Dirkschneider projected fewer sales in 2023.
“The pipeline is much lighter than 12 months ago,” he said. “So, I believe the first and second quarters will be fairly slow, with some deals transacting, but only when the seller has a specific reason to do so.”
The deceleration in the third quarter started on the sellers’ side, according to Michael Jerbich, president of B. Riley Real Estate in Chicago.
“We saw a slowdown of listings coupled with a shrinking buyer pool,” Jerbich said. “Given the continued interest rate hikes, many buyers sat on the sidelines due to the short-term uncertainty.”
He said that many sellers opted for a “wait and see approach” because of capitalization rate increases, which indicate more risk in a real estate investment. Another industry concern affecting deals is whether the Fed can successfully reel in inflation while not throwing the economy into a recession.

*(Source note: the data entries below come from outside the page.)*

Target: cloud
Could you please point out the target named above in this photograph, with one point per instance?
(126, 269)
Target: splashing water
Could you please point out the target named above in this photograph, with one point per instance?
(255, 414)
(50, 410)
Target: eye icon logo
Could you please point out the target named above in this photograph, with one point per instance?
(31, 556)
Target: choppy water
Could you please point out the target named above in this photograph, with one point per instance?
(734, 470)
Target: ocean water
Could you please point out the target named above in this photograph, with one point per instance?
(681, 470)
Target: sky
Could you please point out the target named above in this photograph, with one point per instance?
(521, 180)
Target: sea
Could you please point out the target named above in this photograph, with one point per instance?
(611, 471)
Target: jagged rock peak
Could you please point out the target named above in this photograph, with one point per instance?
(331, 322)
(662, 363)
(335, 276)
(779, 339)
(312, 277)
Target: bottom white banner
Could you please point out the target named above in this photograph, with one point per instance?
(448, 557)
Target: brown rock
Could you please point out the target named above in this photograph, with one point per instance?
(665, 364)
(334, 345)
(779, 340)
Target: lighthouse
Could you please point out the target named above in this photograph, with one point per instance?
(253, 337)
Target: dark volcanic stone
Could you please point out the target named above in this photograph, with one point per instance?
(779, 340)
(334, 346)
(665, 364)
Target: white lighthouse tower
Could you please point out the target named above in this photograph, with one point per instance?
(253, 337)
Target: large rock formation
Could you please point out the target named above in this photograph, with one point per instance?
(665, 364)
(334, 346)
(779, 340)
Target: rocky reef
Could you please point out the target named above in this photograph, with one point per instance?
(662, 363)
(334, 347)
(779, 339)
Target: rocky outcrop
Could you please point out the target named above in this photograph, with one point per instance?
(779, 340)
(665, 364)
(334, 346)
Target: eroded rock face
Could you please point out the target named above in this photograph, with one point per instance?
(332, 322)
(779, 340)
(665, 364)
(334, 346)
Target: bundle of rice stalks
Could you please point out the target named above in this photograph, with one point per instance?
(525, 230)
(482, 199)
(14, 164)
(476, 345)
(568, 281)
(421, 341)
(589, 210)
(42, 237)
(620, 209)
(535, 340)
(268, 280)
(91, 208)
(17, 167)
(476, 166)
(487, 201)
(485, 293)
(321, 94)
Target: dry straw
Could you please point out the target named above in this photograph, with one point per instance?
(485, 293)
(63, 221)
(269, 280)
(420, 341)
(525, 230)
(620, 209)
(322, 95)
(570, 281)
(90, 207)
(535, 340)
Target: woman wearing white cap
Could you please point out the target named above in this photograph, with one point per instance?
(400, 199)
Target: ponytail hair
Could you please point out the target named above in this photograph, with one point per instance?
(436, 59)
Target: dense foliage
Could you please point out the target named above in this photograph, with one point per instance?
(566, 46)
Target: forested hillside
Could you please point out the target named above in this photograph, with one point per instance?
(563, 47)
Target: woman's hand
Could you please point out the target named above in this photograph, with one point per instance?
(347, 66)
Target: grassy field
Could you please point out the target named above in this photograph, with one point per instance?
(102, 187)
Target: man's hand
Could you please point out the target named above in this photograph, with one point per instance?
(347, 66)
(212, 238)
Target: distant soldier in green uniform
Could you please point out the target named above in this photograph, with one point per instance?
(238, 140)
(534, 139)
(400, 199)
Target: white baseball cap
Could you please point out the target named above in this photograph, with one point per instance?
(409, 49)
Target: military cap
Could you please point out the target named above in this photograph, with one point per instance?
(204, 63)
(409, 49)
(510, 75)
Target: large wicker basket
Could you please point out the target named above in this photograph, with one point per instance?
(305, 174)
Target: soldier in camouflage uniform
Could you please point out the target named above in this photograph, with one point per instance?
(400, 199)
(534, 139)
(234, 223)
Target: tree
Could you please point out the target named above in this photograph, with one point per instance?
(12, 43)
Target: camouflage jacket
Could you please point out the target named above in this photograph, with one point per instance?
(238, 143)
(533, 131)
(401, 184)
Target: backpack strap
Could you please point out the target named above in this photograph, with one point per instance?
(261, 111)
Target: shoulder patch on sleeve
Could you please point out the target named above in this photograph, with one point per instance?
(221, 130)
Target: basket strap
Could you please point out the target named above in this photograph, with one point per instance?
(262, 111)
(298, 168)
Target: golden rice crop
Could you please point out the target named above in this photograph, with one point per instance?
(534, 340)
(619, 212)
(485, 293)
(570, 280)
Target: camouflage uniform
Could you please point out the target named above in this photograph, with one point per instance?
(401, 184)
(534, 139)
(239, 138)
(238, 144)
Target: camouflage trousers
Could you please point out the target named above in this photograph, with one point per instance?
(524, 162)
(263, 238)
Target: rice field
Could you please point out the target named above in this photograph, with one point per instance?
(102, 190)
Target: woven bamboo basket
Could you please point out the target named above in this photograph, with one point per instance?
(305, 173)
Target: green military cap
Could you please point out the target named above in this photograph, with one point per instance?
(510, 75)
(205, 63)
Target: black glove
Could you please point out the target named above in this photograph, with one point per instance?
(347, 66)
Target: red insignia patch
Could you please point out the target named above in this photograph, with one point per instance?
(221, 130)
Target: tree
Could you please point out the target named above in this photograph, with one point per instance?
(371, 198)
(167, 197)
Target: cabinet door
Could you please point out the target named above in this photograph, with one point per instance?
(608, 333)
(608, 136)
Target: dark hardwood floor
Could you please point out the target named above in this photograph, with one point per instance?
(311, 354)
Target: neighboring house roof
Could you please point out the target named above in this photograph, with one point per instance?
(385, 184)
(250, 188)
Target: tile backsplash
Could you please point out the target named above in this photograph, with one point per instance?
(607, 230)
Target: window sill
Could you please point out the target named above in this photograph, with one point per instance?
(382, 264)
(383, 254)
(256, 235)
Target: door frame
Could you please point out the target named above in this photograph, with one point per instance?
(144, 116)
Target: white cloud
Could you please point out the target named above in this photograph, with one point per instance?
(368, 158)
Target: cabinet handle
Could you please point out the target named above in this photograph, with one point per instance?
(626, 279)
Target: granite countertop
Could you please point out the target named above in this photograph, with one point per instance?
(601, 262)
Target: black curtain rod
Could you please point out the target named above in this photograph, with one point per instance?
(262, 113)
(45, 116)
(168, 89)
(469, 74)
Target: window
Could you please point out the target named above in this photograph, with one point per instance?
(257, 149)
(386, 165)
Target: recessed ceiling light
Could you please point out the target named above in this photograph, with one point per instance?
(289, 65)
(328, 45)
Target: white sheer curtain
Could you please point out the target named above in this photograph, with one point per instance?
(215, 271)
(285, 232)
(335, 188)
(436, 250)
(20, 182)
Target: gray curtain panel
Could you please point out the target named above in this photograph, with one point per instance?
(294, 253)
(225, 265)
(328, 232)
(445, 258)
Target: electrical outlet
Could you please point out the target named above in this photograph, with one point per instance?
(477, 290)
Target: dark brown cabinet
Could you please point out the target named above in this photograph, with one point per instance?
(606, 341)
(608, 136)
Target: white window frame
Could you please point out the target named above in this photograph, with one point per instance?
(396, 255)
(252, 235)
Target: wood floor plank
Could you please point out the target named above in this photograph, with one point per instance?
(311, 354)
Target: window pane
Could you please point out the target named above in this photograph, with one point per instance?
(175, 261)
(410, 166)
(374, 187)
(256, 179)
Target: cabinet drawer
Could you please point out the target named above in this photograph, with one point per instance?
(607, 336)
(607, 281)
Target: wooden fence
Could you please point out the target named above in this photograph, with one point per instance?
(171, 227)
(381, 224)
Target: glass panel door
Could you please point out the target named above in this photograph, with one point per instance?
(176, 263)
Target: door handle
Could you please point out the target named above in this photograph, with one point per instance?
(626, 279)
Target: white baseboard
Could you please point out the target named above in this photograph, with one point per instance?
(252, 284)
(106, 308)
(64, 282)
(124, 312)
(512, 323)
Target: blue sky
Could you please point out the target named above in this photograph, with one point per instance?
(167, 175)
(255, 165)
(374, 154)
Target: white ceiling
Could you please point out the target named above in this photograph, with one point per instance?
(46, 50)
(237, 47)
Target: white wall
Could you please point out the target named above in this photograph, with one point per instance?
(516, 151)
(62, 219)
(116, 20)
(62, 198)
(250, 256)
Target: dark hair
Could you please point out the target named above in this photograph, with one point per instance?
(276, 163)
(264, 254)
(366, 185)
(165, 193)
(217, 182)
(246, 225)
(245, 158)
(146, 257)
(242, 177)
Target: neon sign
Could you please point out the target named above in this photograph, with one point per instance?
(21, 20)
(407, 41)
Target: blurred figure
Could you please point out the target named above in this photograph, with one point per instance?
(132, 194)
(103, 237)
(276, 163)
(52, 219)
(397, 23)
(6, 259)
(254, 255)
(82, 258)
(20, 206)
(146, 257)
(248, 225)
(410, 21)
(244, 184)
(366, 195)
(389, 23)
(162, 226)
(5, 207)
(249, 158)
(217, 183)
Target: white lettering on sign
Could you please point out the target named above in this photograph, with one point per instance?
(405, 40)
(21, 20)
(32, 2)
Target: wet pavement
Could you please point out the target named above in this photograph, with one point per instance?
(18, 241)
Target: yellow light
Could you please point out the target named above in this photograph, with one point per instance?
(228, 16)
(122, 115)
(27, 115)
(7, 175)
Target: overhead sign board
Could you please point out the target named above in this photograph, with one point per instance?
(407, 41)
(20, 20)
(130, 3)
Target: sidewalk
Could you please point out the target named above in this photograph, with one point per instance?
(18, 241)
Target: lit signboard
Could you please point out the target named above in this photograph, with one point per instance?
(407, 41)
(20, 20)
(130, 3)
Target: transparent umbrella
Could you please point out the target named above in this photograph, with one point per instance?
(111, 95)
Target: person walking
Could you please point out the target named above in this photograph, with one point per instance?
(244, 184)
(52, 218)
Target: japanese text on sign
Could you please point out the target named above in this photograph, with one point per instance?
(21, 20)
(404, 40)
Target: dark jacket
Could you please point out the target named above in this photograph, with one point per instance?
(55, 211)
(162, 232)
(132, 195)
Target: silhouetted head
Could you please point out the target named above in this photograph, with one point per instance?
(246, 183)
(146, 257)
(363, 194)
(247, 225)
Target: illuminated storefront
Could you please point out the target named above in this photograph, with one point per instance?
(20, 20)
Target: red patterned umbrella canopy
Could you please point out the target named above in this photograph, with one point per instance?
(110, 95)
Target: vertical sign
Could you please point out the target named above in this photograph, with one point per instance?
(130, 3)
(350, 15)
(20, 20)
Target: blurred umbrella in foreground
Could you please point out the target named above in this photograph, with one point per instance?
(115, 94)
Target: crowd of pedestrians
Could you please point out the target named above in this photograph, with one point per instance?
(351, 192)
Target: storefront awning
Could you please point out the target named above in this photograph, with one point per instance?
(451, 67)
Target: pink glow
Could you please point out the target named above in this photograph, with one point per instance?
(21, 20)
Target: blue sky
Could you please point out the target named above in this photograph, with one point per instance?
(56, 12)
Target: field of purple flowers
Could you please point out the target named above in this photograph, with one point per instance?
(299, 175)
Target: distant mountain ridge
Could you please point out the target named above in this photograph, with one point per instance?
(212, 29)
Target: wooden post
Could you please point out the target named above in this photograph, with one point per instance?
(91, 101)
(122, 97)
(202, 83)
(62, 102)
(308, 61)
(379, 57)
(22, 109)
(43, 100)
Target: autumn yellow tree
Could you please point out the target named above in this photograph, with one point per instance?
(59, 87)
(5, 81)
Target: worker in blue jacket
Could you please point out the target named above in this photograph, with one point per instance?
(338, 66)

Like Dirkschneider, Jerbich expects low sales volume in the first half of 2023.
Brokers across the country said activity in their market matches the downward trend emerging in CoStar data.
“Anecdotally, transaction volume appears to be down quite a bit,” said Zach Wright, director and partner of Blue West Capital in Denver. “We’re in a period of price discovery as buyers and sellers work to figure out appropriate pricing in today’s environment. This is a unique year and previous norms are unlikely to apply. The change in the market from January 2022 to December 2022 has been pronounced.”
Far Under Century Average
While CoStar is still researching and tabulating fourth-quarter sales, in-house analysts do not think there are enough large, uncounted deals to significantly make up the gap that has emerged so far.
The fourth-quarter sales total of $156 billion as of the first week of January was the lowest fourth-quarter total since 2013. Fourth-quarter sales have averaged $201 billion over the past 10 years, according to CoStar data.
Sales in the fourth quarter made up only 17.9% of the year’s total. The average percentage for the century has been 30.3%, CoStar data shows. The latest quarterly percentage is just slightly better than the lowest mark recorded since 2000 of 17.3% in 2008.
“The volatility in the debt markets caused most institutional investors to be strategic in their activity,” said Joe Cesta, executive vice president of CBRE National Partners in Newport Beach, California. “The debt markets caused larger transactions of more than $250 million to be more problematic, while smaller transactions still traded.”
CoStar data supports Cesta’s observation. Sales of $250 million or more fell 64% in the second half of the year over the first half. Sales of less than $250 million fell just 19%.
Fourth-quarter weakness “is mainly due to the spike in borrowing rates,” said Lev Mavashev, managing principal of Alpha Realty in New York. “We saw rates double in a span of 10 months. Buyers were quoted 3% debt in February and March, and then 6% in September and October. Yikes.”
Even deals that were slated to close got postponed — some more than once, according to Mavashev.
Todd Hamilton, managing partner of Citywide Commercial in Phoenix noted two other reasons for the fourth-quarter doldrums: historically low inventory levels of listed properties for sale and for-lease properties, and the fear and constant drumbeat of a 2023 recession.
“Investors are holding until they have a better understanding of where the market is headed in 2023,” said Michael Wess, partner of Bull Realty in Atlanta. “Most sellers have not discounted their pricing far enough to match buyers’ appetite to bite.”